"Une course à mon image" : Émilien Jacquelin, bronzé et comblé !
CNOSF / KMSP
Émilien Jacquelin a décroché sur la poursuite des Jeux Olympiques de Milan-Cortina sa première médaille individuelle aux Jeux. Deux jours après un podium envolé pour moins d'une seconde sur le sprint, ce bronze fait pleinement son bonheur. Interview.
On vous a vu partir à bloc, au point de semer Sturla Laegreid et revenir rapidement sur Quentin Fillon Maillet, parti en tête...
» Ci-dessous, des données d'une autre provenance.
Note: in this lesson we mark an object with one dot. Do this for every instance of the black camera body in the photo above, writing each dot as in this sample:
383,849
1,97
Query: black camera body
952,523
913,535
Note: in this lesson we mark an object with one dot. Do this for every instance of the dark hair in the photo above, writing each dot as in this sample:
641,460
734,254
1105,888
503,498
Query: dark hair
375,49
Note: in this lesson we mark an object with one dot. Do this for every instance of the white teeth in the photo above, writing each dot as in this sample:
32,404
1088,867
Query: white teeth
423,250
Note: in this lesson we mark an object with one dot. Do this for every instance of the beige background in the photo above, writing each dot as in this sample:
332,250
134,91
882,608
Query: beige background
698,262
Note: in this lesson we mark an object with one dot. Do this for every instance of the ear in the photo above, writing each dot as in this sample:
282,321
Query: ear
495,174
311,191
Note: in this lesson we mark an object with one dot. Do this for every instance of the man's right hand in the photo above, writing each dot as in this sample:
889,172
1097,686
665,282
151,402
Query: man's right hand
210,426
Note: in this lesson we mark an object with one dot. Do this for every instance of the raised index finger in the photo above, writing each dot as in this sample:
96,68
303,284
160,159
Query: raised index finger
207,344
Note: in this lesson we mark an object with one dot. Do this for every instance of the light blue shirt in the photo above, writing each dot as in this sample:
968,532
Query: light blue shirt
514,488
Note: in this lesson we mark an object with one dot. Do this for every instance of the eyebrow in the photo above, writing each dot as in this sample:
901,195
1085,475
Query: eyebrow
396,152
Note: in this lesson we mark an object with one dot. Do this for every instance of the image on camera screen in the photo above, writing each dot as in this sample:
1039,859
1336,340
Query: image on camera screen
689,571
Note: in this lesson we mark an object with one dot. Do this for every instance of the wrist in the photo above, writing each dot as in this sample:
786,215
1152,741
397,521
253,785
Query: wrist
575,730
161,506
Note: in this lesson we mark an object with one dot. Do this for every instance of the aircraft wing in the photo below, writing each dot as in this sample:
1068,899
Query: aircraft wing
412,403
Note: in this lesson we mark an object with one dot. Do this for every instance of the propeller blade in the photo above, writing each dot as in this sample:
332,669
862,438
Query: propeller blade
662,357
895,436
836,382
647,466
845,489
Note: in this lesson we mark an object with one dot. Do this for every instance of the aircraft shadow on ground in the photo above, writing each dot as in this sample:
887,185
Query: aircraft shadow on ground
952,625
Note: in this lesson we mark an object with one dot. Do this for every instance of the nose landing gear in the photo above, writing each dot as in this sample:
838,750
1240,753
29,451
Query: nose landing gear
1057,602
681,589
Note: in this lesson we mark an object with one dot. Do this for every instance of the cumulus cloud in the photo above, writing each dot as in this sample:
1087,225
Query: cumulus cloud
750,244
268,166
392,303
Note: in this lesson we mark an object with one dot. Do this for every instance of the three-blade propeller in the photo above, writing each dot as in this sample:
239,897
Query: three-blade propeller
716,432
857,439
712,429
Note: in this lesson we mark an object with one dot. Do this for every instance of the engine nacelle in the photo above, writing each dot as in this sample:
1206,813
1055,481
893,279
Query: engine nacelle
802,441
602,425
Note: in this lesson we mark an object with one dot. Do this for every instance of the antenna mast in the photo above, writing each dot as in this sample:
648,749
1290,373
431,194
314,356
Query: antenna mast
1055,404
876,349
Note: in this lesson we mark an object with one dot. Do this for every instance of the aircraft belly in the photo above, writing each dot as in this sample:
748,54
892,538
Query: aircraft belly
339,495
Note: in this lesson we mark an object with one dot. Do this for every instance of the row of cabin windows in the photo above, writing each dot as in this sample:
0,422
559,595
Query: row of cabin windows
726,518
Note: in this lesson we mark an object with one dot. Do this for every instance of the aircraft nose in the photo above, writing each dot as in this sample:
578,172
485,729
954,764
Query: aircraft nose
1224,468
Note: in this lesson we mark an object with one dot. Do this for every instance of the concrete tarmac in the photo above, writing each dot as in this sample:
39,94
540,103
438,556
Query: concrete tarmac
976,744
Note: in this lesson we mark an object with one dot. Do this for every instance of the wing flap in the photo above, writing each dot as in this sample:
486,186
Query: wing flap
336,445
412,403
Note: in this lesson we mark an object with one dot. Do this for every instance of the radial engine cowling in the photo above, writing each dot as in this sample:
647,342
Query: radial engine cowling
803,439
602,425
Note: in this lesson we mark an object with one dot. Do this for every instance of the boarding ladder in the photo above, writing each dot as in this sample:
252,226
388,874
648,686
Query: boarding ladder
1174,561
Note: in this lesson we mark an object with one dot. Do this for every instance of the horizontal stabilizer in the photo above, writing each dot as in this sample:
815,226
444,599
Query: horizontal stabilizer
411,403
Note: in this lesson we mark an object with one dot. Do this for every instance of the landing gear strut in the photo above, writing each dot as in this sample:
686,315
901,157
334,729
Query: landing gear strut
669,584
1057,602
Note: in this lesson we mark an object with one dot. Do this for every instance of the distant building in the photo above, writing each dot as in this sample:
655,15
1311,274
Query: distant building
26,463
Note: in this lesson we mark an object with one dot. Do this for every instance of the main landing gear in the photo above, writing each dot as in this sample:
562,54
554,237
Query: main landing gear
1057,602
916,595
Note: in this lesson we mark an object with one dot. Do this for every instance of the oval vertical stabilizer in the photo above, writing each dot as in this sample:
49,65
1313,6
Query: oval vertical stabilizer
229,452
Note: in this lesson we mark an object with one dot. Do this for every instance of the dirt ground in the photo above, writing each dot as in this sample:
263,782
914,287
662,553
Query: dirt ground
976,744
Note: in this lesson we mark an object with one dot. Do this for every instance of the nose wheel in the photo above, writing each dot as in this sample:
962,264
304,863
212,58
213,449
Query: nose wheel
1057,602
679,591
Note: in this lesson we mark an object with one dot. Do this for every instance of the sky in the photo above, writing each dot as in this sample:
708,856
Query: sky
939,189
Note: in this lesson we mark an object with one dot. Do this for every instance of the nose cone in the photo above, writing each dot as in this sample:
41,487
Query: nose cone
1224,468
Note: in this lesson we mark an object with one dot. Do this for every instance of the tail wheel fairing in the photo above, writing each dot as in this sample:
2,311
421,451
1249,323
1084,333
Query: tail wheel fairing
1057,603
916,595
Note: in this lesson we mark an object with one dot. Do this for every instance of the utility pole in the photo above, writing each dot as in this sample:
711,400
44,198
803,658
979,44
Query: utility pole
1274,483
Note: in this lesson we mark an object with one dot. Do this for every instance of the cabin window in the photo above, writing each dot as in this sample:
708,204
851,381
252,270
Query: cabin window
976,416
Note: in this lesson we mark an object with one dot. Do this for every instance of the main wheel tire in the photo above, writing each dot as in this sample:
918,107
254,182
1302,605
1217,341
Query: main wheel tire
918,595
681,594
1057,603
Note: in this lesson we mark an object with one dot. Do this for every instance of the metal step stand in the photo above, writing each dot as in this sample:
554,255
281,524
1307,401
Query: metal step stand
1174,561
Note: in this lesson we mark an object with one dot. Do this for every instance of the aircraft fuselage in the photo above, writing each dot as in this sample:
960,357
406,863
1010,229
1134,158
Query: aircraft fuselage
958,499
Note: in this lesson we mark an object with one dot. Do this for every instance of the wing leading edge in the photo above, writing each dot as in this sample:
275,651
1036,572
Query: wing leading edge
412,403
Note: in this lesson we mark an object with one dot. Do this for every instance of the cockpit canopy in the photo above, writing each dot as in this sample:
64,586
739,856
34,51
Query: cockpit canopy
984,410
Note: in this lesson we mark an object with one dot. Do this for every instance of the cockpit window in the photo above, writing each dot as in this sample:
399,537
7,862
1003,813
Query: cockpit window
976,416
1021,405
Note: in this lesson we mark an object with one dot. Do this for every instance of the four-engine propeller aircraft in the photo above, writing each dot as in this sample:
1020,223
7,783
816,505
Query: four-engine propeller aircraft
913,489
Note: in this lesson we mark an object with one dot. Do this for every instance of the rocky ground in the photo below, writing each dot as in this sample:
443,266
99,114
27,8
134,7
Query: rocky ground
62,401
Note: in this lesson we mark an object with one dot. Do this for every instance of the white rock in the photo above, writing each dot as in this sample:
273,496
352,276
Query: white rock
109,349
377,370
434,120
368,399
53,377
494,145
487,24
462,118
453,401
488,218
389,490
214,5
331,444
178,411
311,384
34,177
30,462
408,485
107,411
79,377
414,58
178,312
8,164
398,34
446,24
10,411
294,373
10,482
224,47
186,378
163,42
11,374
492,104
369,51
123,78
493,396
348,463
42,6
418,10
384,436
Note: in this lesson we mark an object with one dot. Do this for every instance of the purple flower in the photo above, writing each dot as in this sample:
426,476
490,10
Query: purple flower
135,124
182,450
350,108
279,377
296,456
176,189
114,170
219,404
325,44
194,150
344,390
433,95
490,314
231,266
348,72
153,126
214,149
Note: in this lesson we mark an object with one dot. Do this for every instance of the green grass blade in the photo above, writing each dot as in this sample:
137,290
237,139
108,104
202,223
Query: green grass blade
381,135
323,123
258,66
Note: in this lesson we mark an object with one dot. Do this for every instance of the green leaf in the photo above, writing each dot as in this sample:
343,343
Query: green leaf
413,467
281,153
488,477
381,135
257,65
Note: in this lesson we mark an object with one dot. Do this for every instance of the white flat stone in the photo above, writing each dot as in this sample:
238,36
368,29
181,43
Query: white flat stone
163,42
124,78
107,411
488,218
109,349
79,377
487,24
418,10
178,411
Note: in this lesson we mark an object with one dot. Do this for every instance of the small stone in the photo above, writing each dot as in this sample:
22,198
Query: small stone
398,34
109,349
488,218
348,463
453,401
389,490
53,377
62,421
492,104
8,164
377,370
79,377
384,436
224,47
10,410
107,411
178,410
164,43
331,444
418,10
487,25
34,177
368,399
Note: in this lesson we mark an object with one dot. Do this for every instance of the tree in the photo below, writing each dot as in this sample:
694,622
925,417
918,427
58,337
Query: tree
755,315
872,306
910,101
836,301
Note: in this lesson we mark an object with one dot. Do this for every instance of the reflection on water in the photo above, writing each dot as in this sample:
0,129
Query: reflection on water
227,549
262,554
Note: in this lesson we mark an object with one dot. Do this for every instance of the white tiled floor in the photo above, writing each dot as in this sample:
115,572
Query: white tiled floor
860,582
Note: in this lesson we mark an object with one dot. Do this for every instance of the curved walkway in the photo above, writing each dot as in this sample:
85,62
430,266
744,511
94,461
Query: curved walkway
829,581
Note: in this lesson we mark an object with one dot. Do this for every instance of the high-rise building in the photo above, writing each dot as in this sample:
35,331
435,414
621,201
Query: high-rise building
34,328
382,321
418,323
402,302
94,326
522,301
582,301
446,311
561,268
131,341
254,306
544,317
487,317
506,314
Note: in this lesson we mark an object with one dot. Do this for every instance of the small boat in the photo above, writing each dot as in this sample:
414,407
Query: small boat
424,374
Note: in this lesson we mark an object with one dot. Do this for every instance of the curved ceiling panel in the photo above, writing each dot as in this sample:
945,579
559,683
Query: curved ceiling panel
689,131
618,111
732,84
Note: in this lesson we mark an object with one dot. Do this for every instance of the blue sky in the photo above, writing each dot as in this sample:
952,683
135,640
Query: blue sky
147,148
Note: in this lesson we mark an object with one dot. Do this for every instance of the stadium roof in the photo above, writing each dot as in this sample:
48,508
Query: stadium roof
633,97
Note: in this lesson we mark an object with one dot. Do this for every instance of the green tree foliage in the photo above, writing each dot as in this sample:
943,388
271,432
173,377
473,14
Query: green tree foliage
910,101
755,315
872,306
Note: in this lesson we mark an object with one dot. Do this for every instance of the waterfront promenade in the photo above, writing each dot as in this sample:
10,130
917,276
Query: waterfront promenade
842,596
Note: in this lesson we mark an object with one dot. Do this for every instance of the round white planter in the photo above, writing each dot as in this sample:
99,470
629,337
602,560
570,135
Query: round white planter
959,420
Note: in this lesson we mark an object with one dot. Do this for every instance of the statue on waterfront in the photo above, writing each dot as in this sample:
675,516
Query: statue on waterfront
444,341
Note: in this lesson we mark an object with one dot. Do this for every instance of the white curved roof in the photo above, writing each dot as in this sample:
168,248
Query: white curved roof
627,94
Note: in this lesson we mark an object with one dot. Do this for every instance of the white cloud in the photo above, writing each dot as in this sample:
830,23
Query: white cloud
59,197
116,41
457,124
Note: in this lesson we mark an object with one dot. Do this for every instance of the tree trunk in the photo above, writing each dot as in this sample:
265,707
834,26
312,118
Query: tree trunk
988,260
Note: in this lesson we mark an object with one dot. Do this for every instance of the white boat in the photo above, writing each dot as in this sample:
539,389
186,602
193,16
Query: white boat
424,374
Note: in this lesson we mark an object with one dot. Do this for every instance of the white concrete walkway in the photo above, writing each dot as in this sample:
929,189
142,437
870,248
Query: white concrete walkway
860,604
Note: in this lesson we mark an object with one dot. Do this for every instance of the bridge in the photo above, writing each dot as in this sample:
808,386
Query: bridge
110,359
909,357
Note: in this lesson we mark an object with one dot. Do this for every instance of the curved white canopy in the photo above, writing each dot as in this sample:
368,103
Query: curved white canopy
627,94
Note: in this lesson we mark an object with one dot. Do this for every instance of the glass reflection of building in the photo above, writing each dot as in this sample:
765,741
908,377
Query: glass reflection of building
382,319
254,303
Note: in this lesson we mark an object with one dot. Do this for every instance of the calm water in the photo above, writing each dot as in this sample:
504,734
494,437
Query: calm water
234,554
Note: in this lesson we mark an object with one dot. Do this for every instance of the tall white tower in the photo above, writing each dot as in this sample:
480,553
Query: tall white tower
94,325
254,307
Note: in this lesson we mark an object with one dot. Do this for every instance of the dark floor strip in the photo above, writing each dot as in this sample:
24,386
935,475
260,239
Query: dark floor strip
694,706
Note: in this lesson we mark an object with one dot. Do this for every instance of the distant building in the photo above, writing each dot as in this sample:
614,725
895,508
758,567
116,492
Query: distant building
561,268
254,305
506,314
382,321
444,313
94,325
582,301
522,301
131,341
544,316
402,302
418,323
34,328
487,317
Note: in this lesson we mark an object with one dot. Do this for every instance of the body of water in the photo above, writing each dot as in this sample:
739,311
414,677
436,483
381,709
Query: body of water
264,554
C'est un ensemble de choses. Premièrement, ça faisait une heure que j’étais au comble de l’excitation, avec des frissons partout… J’ai été encouragé par deux pays différents aujourd’hui (il a séduit l’Italie depuis qu'il a déclaré toute son affection pour l'ancien cycliste transalpin Marco Pantani, dont il arbore d'ailleurs la légendaire boucle d'oreille, ndlr) et c’est assez spécial. Et puis c’est aussi qu’au premier tour je me sentais bien. Je voyais que Sturla n’arrivait pas forcément à reprendre Vetle (Christiansen, ndlr) qui était parti juste devant. En poursuite, parfois les athlètes qui sont devant vont moins vite que ceux qui arrivent derrière et j’avais envie de prendre la course à mon compte, être dans mon propre effort, ne pas être sur la défensive ni simplement suivre les autres. C'est cette manière-là qui me permet d'être aussi offensif au pas de tir.
Justement : racontez-vous ce dernier pas de tir où l’or se dérobe à vous...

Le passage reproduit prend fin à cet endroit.